The transatlantic dialectic has long informed Joseph’s artistic interests. Born in Trinidad and now a resident of the UK, he moves between poetry, fiction, and music. His practice resists containment, favoring motion, improvisation, and the porous edges of discipline. Alongside figures like Okumu, Shabaka Hutchings, and Camae Ayewa, he enacts a decolonial interrogation of sound’s relationship to history, memory, and speculation. Though Joseph’s literary output, from the epic 'The African Origins of UFOs' (2006) to the sonnets of his 'Sonnets for Albert' (2022), inhabit the destabilized temporalities of Kamau Brathwaite’s tidalectics and Wilson Harris’s mythopoetic historiography, his intentions find their fullest realization through music, particularly the hybridized domain of spoken-word jazz. From 'Leggo de Lion' (2007) to 'People of the Sun' (2018), his oeuvre is stacked with epistemic ruptures within Black British experimentalist tradition, forging a synthesis of jazz and dub poetry.

The album opens with Satellite, a composition that signals its cosmic reach. Joseph’s baritone orbits Okumu’s elliptical bassline and Eska Mtungwazi’s phantasmal vocals. Here, Afrofuturism is a fundamental ontological premise: 

Moving through / the center / connected to everything / spun out of galaxies / and diasporas. 

With such words, Joseph articulates a grammar of motion where Black temporality is not exile but radical relationality.

In fact, Afrofuturist modalities can be found across the album’s architecture, but, to his credit, Joseph’s particular articulations resist the pull of its more familiar configurations. Joseph’s vision of the future is inseparable from the weight of history, not an escape from it. Where Sun Ra and George Clinton crafted interstellar mythologies as sites of liberation, Joseph is anchored in the here and now, sifting through the past for the buried, fractured, or erased. In other words, his futurism insists on reworking history from within.

The album's conceptual and rhythmic nucleus is the triad of Tony, 'A Juba for Janet', and 'Churches of Sound' (The Benítez Rojo). 'Tony is a reverent' lament to the Afrobeat polymath Tony Allen. Its percussion and brass interlock in an oscillatory groove that collapses the transatlantic continuum between Lagos and Port of Spain. “He was duplicitous / a conjure man / with seven hands,” Joseph chants, invoking Allen as simultaneously a spectral presence and rhythmic architect.

Churches of Sound (The Benítez Rojo) is named after Cuban theorist Antonio Benítez Rojo, whose The Repeating Island posits the Caribbean as a recursive site of cultural reinvention. Joseph transposes this theory into the auditory register, layering field recordings and percussion into an acoustic collage of eras where calypso meets Ghanaian independence.

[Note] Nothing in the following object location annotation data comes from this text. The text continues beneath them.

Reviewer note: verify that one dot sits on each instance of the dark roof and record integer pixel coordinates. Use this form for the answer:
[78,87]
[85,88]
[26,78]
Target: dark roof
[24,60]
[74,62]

The album’s penultimate track, An Afrofuturist Poem, distills its conceptual core into a minimalist, dub-inflected groove. Over it, Joseph issues his most explicit theoretical intervention: “We must arrive new mythologies / and syntax / and modes of expression / which are fixed beyond comparison / to alien transmission.” Here, Afrofuturism is reconceptualized as linguistic insurgency in the tradition of Amiri Baraka, where language itself is the terrain of revolution.

Ultimately, Rowing Up River to Get Our Names Back resists resolution. It operates in flux, mapping the unstable coordinates of history’s undertow. In the end, it is a demand to be heard and, above all, a summons to row against the current toward that which echoes beyond the limits of time.